Вечером я зашел в комнату к отцу.
«Охорович, говоришь? Что ж, я о нем много слышал, — отец взял трубку, — но, думаю, лучше бы сразу к Васильеву». — «К Васильеву? — я с удивлением посмотрел на отца. — Да ведь Васильев в Петербурге!» — «Вот-вот, все так думают, а он между тем со вчерашнего дня в Варшаве». Я так и подскочил на стуле: «Где?» Отец разминал в пальцах табачный завиток: «В Варшаве. Мне советник Мелерс сказал. Остановился в доме Калужина на Праге, на Петербургской, и носа оттуда не кажет — не хочет огласки. И никого не принимает». — «Тогда что же он здесь делает?» — «Задержался на два-три дня по пути из Киева в Кенигсберг, к самой герцогине Гофштедтер, у которой сын болен гемофилией».

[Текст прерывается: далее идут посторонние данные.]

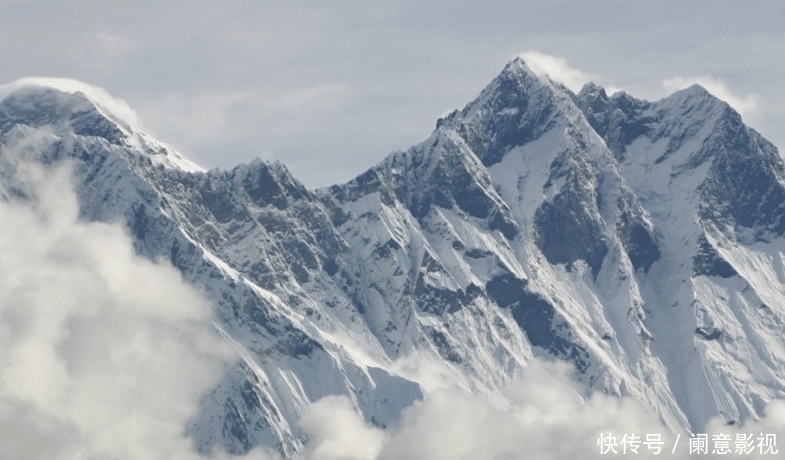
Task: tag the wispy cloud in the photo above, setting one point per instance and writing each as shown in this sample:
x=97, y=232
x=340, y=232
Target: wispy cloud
x=558, y=69
x=103, y=354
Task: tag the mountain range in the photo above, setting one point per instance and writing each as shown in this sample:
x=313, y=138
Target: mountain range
x=642, y=242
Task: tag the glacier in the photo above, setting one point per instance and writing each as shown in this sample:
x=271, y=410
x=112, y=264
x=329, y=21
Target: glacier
x=640, y=241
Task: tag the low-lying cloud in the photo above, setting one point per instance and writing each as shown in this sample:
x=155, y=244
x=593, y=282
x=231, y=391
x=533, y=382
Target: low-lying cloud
x=103, y=354
x=543, y=415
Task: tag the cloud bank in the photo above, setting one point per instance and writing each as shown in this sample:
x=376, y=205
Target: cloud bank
x=543, y=415
x=748, y=106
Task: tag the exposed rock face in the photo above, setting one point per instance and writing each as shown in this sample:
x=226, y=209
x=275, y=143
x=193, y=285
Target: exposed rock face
x=641, y=241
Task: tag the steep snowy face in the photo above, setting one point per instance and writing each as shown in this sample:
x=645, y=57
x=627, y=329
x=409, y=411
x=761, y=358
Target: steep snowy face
x=640, y=241
x=714, y=190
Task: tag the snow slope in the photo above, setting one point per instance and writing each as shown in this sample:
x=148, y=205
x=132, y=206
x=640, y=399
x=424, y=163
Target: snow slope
x=640, y=241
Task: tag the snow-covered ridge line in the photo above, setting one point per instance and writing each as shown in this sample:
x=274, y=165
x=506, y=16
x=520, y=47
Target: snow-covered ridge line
x=535, y=221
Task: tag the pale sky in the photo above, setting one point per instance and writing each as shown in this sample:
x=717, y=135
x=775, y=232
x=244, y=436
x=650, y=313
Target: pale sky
x=331, y=88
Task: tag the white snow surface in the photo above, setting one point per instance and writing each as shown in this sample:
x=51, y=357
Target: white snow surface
x=333, y=292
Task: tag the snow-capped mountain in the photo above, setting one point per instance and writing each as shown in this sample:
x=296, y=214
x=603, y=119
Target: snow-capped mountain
x=640, y=241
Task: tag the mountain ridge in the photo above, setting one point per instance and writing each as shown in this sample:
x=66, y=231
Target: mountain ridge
x=594, y=229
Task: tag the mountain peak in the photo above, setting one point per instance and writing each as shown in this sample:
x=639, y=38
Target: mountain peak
x=71, y=106
x=74, y=92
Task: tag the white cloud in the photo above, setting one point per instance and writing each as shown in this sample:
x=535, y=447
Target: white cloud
x=557, y=69
x=748, y=106
x=115, y=106
x=542, y=415
x=103, y=354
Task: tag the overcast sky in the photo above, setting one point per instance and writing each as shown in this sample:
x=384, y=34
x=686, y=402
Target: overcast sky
x=330, y=88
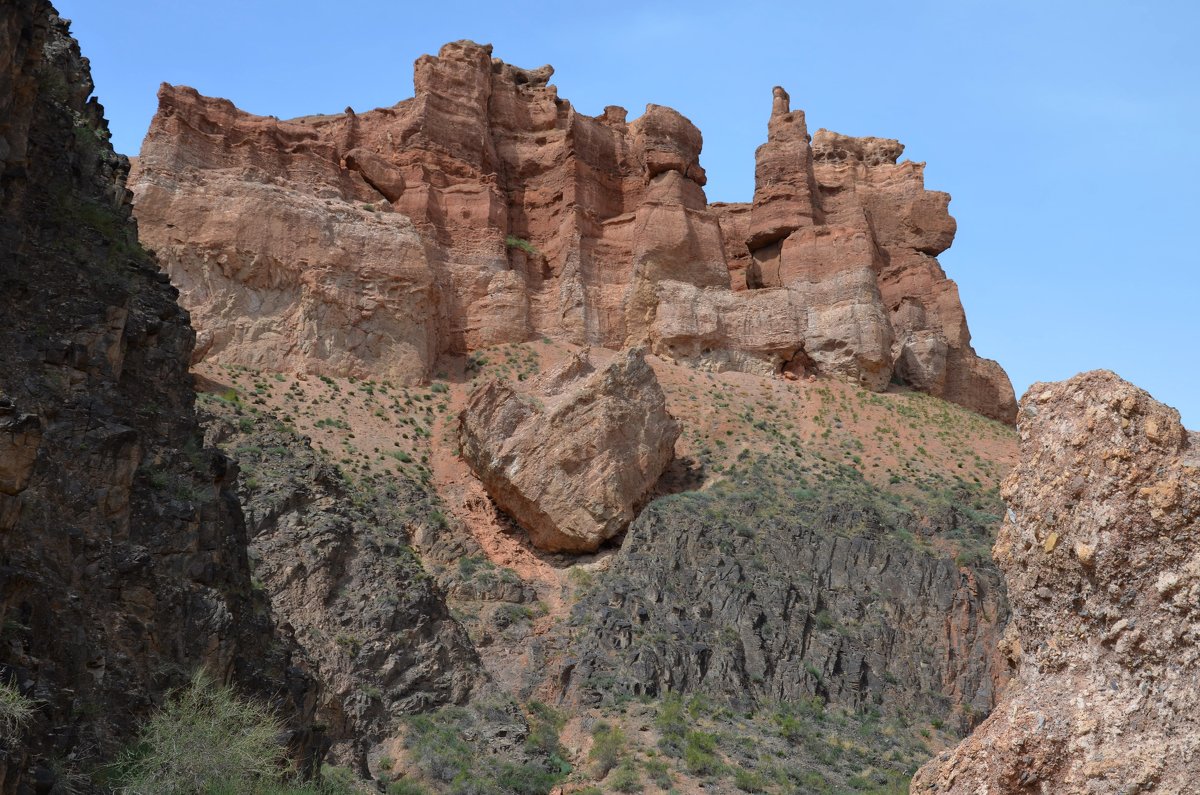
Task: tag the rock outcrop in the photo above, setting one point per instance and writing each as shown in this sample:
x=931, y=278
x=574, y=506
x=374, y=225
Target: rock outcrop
x=486, y=209
x=1102, y=557
x=342, y=579
x=573, y=459
x=760, y=592
x=123, y=548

Васильев! В Варшаве! Я не мог опомниться. Отец нахмурился: «Только сохрани эту новость для себя, чтоб не подводить советника Мелерса. Он Васильева знает еще по Одессе и очень уважает. Васильев хоть и не дворянин, однако ж… его принимает в Царском Селе сама великая княгиня — говорят, он избавил от опухоли цесаревича. К нему и генералы, и сановники за советом ездят, слух идет, что он ясновидящий, по глазному дну угадывает будущее и болезни распознает по цвету крови. Надо бы тебе зайти к советнику Мелерсу, может, он поспособствует…»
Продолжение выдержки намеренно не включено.